Under the many conflicts between George W. Bush and most of his opponents in the Democratic and Republican parties lies an area of agreement seldom challenged in the mainstream political or media world (or, when challenged, given remarkably little attention). On the deepest points, major politicians and the most influential parts of the media are actually in remarkable accord. In fact, you could say that, in the world of our media gatekeepers, there’s just another version of the sort of accord that existed before the invasion of Iraq.
That country, it is said, is crucial to “American interests” — “vital national security interests in Iraq” was the way, for instance, Hillary Clinton put the matter recently. There is also agreement (as there was about such things in the Vietnam era) that if we were to leave Iraq totally or “precipitously,” American credibility would take a terrible hit, that the terrorists would be “celebrating.” It is similarly agreed that, while all sorts of partial withdrawals from Iraq might sooner or later be possible, actually withdrawing from the country is hard to imagine, even if staying seems hardly less so. This is why, as in the recently passed House legislation, withdrawal of all American forces has been replaced by the withdrawal of all, or most, American “combat troops” (or “combat brigades”), a technical term that actually accounts for less than half of American forces in Iraq.
The two categories are now so conveniently blurred that it would be pardonable if few Americans grasped the difference any more than did Charles Gibson, anchor of ABC’s World News Tonight. On last Friday’s news, he claimed the House had voted to get “all U.S. forces” out when his own White House correspondent used the correct phrase, “combat forces.”
Americans lived through endless similar non-withdrawal (or partial withdrawal) “withdrawal” plans back in the Vietnam years. Now, it seems, we must do so again. At that time, a crucial argument against full-scale withdrawal was the “bloodbath” sure to follow. It was common knowledge in Washington then that any American withdrawal would result in an unimaginable version of the bloodbath already long underway in that country. That it didn’t, of course, hasn’t stopped the Vietnam playbook from being pulled out again. Now, we have the “Iraqi bloodbath” to contend with.
It’s not just that those “vital national security interests” would be endangered by a withdrawal from Iraq. On one predominant “fact,” just about everyone who matters in Washington agrees. We cannot leave Iraq because only we protect the Iraqis from themselves; only we have any hope of “stabilizing” the country. Even the Pentagon has finally acknowledged that a brutal civil war is underway in areas of Iraq; nonetheless, if we were to up and depart, it is agreed, a near genocidal-level bloodletting would certainly be in the cards. We are, in other words, the only force standing between the Iraqis and the “gates of hell.” Yes, we may have loosed all this on them in the first place; yes, our tactics in the field may only clear the way for greater bloodshed; yet our “presence” remains their sole remaining hope. This is considered a reality of our world, a clear, if understandable, limit on American policy-making, whether Republican or Democratic.

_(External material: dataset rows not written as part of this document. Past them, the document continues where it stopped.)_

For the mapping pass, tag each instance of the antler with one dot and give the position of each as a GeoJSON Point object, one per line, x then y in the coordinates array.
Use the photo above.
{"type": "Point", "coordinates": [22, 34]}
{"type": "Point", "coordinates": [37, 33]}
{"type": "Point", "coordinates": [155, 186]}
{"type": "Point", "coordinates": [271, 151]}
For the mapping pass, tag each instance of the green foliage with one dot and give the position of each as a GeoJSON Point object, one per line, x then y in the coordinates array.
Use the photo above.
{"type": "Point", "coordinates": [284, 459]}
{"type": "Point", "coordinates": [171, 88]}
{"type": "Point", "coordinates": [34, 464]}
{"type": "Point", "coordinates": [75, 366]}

That this common Washingtonian wisdom is but a prediction about a future yet to be made is seldom noted; that it is being offered by people who often, however unconsciously, have a stake in its coming true is not commented upon either; that, for many of them, such a bloodbath might justify much that has gone wrong, conveniently highlighting the “depravity” of the Iraqis we tried to help, isn’t a subject for discussion; that most of these seers have had uncommonly poor records when it comes to predicting any developments in Iraq over the last four-plus years is seldom brought up either.
There is also, of course, something grimly self-fulfilling about this particular prophesy. If a single conclusion can be drawn about the U.S. presence in Iraq, it’s this: The longer we have been there, the worse it’s gotten. We’ve now reached the point where, with Americans “protecting” Iraqis from themselves, nearly one in five of them have nonetheless either fled their country, been forced into internal exile, or died in the mayhem. If you were projecting into the future, it would be far more logical to assume that, with us present, this situation would only worsen. (Of course, by now, both predictions might prove accurate.)
Even the President’s surge plan, a version of the old Vietnam-era “oil spot strategy,” is but an attempt to extend the control of the American military and the dependent, largely Shiite Iraqi government from the citadel-microstate of the fortified Green Zone inside the Iraqi capital to most of Baghdad. It is aimed at turning our “Iraq,” at best, into a full-scale city-state, while driving much of the internecine killing to the outskirts of the capital or surrounding provinces. How such a plan could possibly “stabilize” the situation there in any long-term way remains beyond serious explanation.
But perhaps this sort of deep agreement on the “realities” of our world should not surprise us. After all, we’re talking about a literal “conspiracy” here — in the original Latin sense of the word: to con-spire once essentially meant to breathe the same air. Indeed, our politicians and top media figures do breathe the same air and, in a way that wasn’t true decades ago, cohabit in the same rarified class atmosphere.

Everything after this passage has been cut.